Протяженность должна отныне именоваться прасимволом культуры. Из нее следует выводить весь язык форм существования культуры, ее физиогномию, в отличие от всякой другой культуры, в особенности от лишенного всяких физиогномических признаков окружающего мира примитивного человека. Подобно тому как для отдельной души существует только один мир, как ее отражение и противоположный полюс сознания, подобно тому, как пробуждение внутренней жизни совпадает с самостоятельным и необходимым истолкованием пространства вполне определенного типа, в равной мере существует нечто, лежащее, как идеал формы, в основе отдельных символов культуры.
Но сам прасимвол неосуществим и даже недоступен определению. Он действует в чувстве формы каждого человека во всякое время и предначертывает стиль всех его жизненных проявлений. Он присутствует в форме государственного устройства, в религиозных догматах и культах, в формах живописи, музыки и пластики, в стихосложении, в основных понятиях физики и этики, но не исчерпывается ими. Следовательно, его нельзя точно изобразить словами, так как язык и формы познания сами суть производные символы. Гёте и Платон называли его – хотя и не вполне в этом смысле – «идеей», которая непосредственно созерцаема в действительности, но в качестве вечной и недостижимой возможности не может быть познана. Кант и Аристотель, с неизбежной почти для всякого систематика ошибкой, стремились при помощи понятий изолировать его в акте познания.
Если мы в дальнейшем обозначаем прасимвол античного мира как материальное, отдельное тело, а прасимвол западного – как чистое, бесконечное пространство, то при этом ни в коем случае не следует забывать, что никогда понятия не могут изобразить непостигаемого, что они способны только пробудить чувство понимания. Так же и математическое число, на примере которого мы установили различие языков форм отдельных культур и из которого Кант стремился вывести качество истолкования пространства, не есть сам прасимвол. Число как принцип предельности протяженного предполагает предшествующее наличие переживания глубины, и если проблемой предельности в античности была квадратура круга, т. е. превращение ограниченного искривленной линией пространства в измеримую величину, а классическая проблема нашей математики есть определение предела в счислении бесконечно малых, то в этом с полной ясностью выражается различие двух прасимволов, но ни тот ни другой не представляют собою объектов этих проблем.
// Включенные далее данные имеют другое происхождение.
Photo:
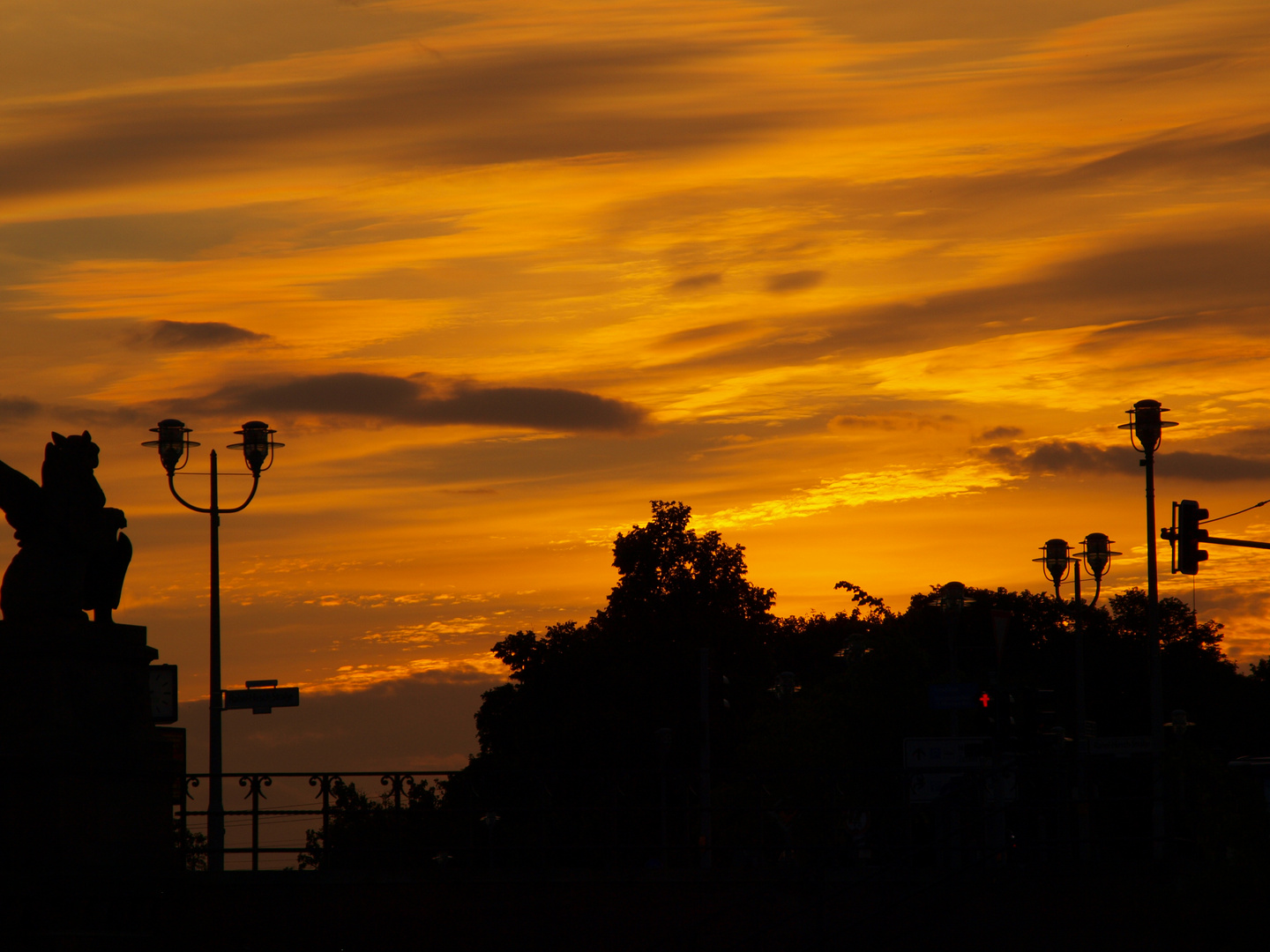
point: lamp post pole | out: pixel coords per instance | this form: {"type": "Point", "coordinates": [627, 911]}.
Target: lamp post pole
{"type": "Point", "coordinates": [215, 764]}
{"type": "Point", "coordinates": [257, 446]}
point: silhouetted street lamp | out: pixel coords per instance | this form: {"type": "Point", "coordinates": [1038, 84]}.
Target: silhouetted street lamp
{"type": "Point", "coordinates": [1146, 429]}
{"type": "Point", "coordinates": [1057, 562]}
{"type": "Point", "coordinates": [175, 446]}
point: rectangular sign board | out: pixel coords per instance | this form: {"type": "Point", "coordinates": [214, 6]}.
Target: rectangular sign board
{"type": "Point", "coordinates": [937, 768]}
{"type": "Point", "coordinates": [262, 700]}
{"type": "Point", "coordinates": [952, 697]}
{"type": "Point", "coordinates": [1119, 746]}
{"type": "Point", "coordinates": [175, 741]}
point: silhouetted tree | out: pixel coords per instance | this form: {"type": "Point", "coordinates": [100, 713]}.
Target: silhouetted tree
{"type": "Point", "coordinates": [594, 695]}
{"type": "Point", "coordinates": [370, 833]}
{"type": "Point", "coordinates": [793, 698]}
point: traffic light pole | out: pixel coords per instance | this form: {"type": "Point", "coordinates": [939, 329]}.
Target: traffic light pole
{"type": "Point", "coordinates": [1157, 686]}
{"type": "Point", "coordinates": [1218, 541]}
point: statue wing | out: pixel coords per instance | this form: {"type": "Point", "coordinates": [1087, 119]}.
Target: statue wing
{"type": "Point", "coordinates": [19, 498]}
Чистое безграничное пространство есть идеал, который западная душа постоянно отыскивает в окружающем мире. Она стремится видеть его непосредственно осуществленным, и это как раз и дает бесчисленным теориям пространства последних столетий их глубокое значение в качестве симптомов определенного мирочувствования, независимо от значения их предполагаемых результатов. Их общую тенденцию можно выразить следующим образом: существует нечто, неизбежно и образующе лежащее в основе переживаний мира каждого отдельного человека. Все теории, более или менее приближаясь к учению Канта, ставили это неопределимое при посредстве понятий, в высшей степени изменчивое нечто в строгое подчинение математическому понятию пространства и просто предполагали, что подобный тезис сохраняет значение для всех людей. Что означает пафос этого утверждения? Едва ли какая-нибудь другая проблема была продумана столь же серьезно, и можно почти что подумать, что всякий другой мировой вопрос всецело зависит от этого одного, касающегося сути пространства. И не есть ли это так в действительности? Почему никто не заметил, что вся античность не проронила об этом ни слова, почему у нее не существовало даже самого слова, чтобы точно выразить эту проблему? Почему молчат о ней великие досократики? Или они не заметили в своем мире как раз того, что для нас представляется загадкой всех загадок? Не следовало ли нам давно понять, что как раз в этом молчании и лежит разрешение? Что значит то положение, что для нашего глубокого чувства «мир» есть не что иное, как в подлинном смысле рожденное этим переживанием глубины мировое пространство, чистое и величественное, пустота которого только подчеркивается затерянными в нем системами неподвижных звезд? Можно ли было бы объяснить это наше чувство мира какому-нибудь афиняну, например Платону? И позволил бы это сделать греческий язык, чья грамматика и сокровищница слов с полной несомненностью отражают античное переживание глубины? Мы неожиданно открываем, что эта «вечная проблема», которую Кант от имени всего человечества трактует со всей страстностью символистического акта, есть проблема чисто западная и совершенно не существует в духе других культур.